Note

The directory gifi.stat.ucla.edu/homals has a pdf copy of this article, the complete Rmd file with all code chunks, and R and C files with the code.

Loss Function

In the multivariate analysis techniques presented in this paper the data are measurements or categorizations of \(n\) objects by \(p\) variables. Variables are partitioned into \(m\) sets of variables, with set \(j\) containing \(p_j\) variables. Thus \(\sum_{j=1}^m p_j=p\).
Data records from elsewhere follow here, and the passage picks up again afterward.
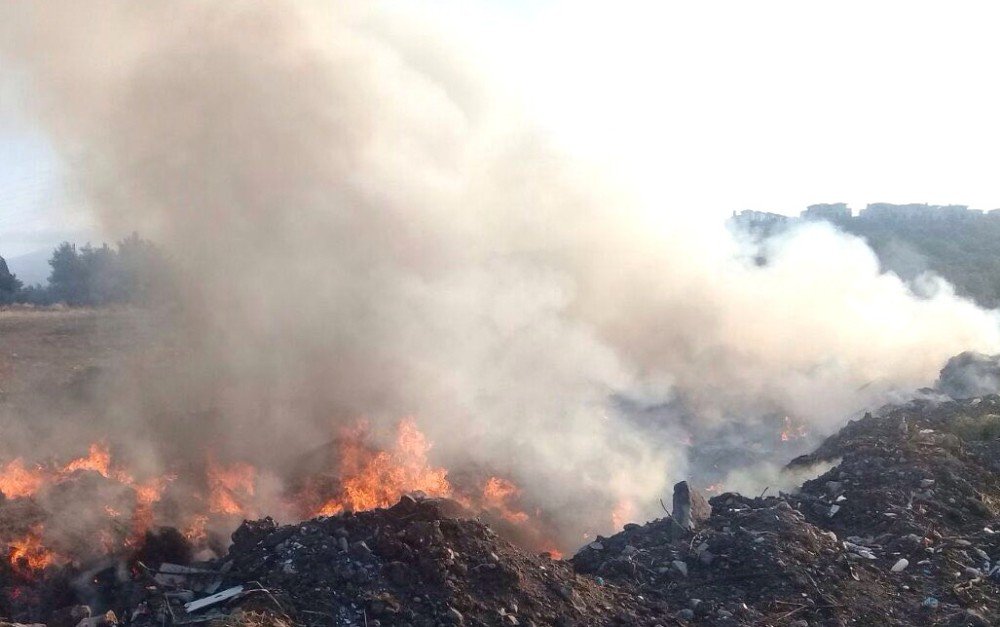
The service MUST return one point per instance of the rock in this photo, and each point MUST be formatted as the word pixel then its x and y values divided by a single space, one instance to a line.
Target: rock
pixel 455 616
pixel 69 616
pixel 689 506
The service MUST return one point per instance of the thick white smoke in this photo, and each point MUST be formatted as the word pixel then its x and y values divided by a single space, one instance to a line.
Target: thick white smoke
pixel 361 233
The number of variables in a set is also called the rank of the set.

Homogeneity Analysis, as defined in this paper, is the minimization of the loss function \[ \sigma(X,H,A)=\frac{1}{m}\sum_{j=1}^m\mathbf{SSQ}\ (X-H_jA_j),\tag{1} \] where \(\mathbf{SSQ}()\) is the sum of squares.

The loss function depends on three sets of parameters \(X, H\) and \(A\). One of them, the matrix \(X\), is common to all sets. The data are in the matrix \(H_j\), which codes observations on the \(p_j\) variables in set \(j\). Homogeneity analysis does not operate on the variables directly, but on admissible transformations of the variables. Matrix \(A_j\) has coefficients used to make linear combinations of the variables in set \(j\).
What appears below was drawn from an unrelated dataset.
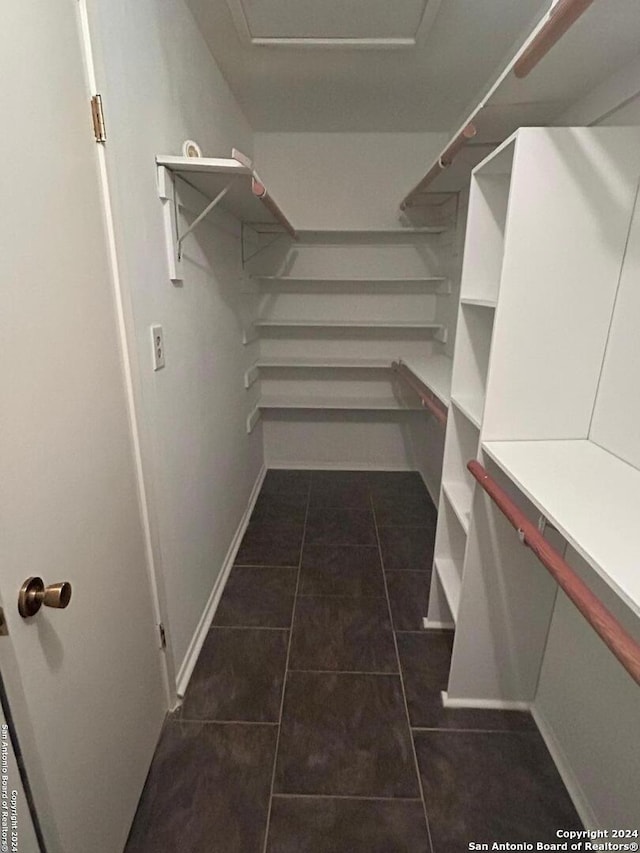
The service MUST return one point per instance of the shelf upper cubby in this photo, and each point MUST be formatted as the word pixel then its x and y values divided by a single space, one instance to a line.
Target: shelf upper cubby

  1. The \(n\times r\) matrix \(X\) of object scores is required to be column-centered and normalized by \(X'X=I\). The dimensionality \(r\) is chosen by the user.
  2. The \(n\times p_j\) matrices of transformed variables \(H_j\) have columns \(h_{j\ell}\), with \(\ell=1,\cdots,p_j\). We require \(h_{j\ell}\in\mathcal{K_{j\ell}}\cap\mathcal{S}\), where \(\mathcal{K}_{j\ell}\) is a cone of admissible transformations and \(\mathcal{S}\) is the unit sphere in \(\mathbb{R}^n\). For example, \(\mathcal{K}_{j\ell}\) can be the cone of all centered vectors in \(\mathbb{R}^n\) that are monotone with the data.
  3. The \(p_j\times r\) matrices \(A_j\) of component loadings are unconstrained.

Thus we make linear combinations of the transformed variables in such a way that the set scores \(H_jA_j\) are as close as possible to the object scores \(X\), and consequently as close as possible to each other. This explains the name of the technique: we want to make the \(m\) set scores as homogeneous as possible. Note that homogeneity analysis is both linear and non-linear, in the sense that it makes linear combinations of non-linear transformations of the variables.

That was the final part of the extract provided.